Something in the window (originally posted 10/30/18)

I grew up in an old frame bungalow, one of countless that typified much of the city of Chicago. It was clad in pale yellow aluminum siding with a wall of fake pastel earth tone rocks in the front, and it was capped with a brown shingled roof. Nobody in their right mind would look twice at it, except my parents, when they decided to buy it in the mid 1970s (and subsequently, the next inhabitants when my mom moved us in 1996). Plain as it may have appeared, it was ground zero for my childhood, and I have mostly fond memories of living there.

 Upstairs is where my three sisters and I slept. There was one long bedroom toward the front that spanned about two-thirds the length of the house, and a small bedroom in the back, separated by a small landing at the top of the stairs. In early years, my two older sisters, Anne and Patty, shared the big room, and the small room was actually set up to be mine after I was born. For reasons unknown, I must not have taken to it because I have no recollection staying in there until my oldest sister Anne left for college in 1993.

 The big long room was set up with three twin beds close to the entrance of the room. There was a big open area that led to a single small window at the front of the house. I don’t know what it was about that window, but for a while, as a young kid, I would wake up from heart-pounding nightmares wherein I was in bed staring at the window and watching a shadow slowly pass by. It was like a monster’s head, staring head on but moving side to side. It was a recurring dream that I dreaded experiencing. I’d wake up, heart pounding so hard it sounded like giant stamping footsteps in my head. And I always imagined those were the footsteps of whatever it was that was behind the curtains, out to get me. I froze in my bed, unable to move until my heartbeat simmered down to a normal clip.

 Eventually at some point, Anne commandeered the small bedroom in the back and Patty had the big long room to herself. I slept on the floor in one of several places, including the living room and the “TV room”. For most of my childhood I did not have my own room. In fact it wasn’t until 1993, when Ann left for college, that I finally took possession of the little room upstairs that was intended to be for me originally. It was really great to have my own little slice of privacy at age 11. I could put posters on my walls, keep my pet reptiles in one place, and spend hours watching the city lights at night.
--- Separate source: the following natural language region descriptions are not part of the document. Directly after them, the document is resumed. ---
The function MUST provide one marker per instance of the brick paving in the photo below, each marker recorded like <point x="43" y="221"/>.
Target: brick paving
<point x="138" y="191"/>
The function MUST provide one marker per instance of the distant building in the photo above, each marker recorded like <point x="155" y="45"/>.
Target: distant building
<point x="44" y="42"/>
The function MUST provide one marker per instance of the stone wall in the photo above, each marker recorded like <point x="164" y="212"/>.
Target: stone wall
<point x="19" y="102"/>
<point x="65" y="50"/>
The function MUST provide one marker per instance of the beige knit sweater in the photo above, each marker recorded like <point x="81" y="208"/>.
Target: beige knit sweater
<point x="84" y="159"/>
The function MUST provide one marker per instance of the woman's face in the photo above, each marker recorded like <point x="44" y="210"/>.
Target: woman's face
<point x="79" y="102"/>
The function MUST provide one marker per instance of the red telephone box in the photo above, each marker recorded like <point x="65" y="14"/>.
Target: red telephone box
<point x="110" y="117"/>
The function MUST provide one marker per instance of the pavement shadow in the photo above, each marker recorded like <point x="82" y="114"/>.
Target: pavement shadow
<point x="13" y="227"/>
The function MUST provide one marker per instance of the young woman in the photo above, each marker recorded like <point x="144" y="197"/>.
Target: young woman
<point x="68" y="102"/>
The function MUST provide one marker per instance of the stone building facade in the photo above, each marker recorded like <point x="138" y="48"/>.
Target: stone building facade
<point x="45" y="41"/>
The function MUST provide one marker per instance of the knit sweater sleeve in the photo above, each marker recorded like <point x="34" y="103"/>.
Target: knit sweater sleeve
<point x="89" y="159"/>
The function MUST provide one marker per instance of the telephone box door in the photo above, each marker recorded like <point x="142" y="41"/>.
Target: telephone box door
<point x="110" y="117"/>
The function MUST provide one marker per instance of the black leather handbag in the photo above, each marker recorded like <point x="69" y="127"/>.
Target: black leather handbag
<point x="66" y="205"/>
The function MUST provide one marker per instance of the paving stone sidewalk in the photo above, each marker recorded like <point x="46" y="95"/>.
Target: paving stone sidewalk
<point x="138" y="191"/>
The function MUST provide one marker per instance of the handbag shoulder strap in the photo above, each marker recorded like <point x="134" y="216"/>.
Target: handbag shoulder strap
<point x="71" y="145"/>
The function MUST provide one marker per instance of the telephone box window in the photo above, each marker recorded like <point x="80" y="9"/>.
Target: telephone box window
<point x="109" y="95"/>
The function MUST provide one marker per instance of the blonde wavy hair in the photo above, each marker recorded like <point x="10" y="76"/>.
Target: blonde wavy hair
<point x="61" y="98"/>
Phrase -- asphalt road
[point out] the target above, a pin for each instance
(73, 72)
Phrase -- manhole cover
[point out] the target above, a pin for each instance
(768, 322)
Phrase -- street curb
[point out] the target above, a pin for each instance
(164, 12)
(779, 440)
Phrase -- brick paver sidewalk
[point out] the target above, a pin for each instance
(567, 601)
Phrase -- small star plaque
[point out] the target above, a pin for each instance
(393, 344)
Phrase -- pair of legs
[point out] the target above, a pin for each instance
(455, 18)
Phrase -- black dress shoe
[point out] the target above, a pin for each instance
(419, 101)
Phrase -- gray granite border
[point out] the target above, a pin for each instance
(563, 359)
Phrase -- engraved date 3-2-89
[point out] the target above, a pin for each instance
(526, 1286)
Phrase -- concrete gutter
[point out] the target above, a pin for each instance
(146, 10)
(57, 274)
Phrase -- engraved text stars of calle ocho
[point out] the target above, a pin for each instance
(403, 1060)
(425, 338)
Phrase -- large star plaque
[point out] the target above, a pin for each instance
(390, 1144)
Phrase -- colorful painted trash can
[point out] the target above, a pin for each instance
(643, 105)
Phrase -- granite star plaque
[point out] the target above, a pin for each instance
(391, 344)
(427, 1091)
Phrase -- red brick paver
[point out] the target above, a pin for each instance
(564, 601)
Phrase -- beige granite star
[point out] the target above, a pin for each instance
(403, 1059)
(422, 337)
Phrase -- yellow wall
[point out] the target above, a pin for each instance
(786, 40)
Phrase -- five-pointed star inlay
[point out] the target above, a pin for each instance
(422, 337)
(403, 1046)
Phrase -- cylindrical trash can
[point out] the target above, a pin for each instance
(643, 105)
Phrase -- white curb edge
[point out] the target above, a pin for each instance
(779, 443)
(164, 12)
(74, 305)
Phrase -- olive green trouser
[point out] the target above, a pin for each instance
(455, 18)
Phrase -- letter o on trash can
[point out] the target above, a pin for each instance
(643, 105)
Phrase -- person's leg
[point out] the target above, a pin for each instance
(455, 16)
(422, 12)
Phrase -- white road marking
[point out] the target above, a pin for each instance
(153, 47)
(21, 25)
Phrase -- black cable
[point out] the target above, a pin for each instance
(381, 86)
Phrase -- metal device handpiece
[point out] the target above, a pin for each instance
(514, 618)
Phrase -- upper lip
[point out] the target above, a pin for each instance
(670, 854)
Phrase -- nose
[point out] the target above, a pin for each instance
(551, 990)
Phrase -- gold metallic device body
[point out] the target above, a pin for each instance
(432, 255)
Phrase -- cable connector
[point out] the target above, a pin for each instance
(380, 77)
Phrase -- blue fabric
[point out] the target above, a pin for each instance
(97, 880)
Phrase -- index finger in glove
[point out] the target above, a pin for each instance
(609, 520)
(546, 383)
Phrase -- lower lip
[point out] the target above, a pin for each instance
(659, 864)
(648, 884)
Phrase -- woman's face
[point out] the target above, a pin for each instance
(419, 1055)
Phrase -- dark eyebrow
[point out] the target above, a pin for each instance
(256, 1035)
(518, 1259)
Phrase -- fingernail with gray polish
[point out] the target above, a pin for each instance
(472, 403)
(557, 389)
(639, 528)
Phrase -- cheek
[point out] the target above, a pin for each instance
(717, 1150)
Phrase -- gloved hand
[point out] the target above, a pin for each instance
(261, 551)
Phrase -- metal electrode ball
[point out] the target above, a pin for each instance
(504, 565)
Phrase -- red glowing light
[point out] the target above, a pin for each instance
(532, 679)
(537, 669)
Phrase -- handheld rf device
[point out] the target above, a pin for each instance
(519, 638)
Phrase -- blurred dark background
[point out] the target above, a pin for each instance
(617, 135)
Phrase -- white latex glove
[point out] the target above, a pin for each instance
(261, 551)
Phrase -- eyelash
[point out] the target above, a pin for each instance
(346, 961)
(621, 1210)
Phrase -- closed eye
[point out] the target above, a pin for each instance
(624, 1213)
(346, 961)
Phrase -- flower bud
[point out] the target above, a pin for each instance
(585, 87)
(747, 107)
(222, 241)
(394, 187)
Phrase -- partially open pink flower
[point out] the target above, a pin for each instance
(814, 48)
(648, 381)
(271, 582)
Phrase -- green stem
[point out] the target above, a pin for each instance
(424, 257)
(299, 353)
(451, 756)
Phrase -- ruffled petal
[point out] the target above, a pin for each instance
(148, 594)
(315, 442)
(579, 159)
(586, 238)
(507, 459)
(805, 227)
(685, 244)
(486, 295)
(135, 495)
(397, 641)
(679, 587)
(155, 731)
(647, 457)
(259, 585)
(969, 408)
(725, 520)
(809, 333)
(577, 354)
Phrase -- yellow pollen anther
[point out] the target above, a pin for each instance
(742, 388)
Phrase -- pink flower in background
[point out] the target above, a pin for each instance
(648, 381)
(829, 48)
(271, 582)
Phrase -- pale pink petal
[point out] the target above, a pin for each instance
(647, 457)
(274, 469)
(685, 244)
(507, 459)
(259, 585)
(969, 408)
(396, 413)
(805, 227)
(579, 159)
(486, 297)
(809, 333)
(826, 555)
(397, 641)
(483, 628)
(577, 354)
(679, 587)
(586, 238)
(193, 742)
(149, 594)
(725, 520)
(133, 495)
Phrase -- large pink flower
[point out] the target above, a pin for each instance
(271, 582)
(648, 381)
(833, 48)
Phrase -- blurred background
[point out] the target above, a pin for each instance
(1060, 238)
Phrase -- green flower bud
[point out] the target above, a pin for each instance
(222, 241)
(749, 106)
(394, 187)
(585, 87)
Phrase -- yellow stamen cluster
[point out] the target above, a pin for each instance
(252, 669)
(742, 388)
I would lay down and watch the smoke stack of the Mayfair Pumping Station blinking its bright red lights until I fell asleep. Best of all, the haunting nightmares never returned in that room. There was a certain calming quality to watching the flashing red lights atop the smokestack at night. I knew they’d be there every night, bright and proud. Maybe that helped instill a sense of confidence in me, I don’t know. Whatever the case, it changed the way I perceived things forever.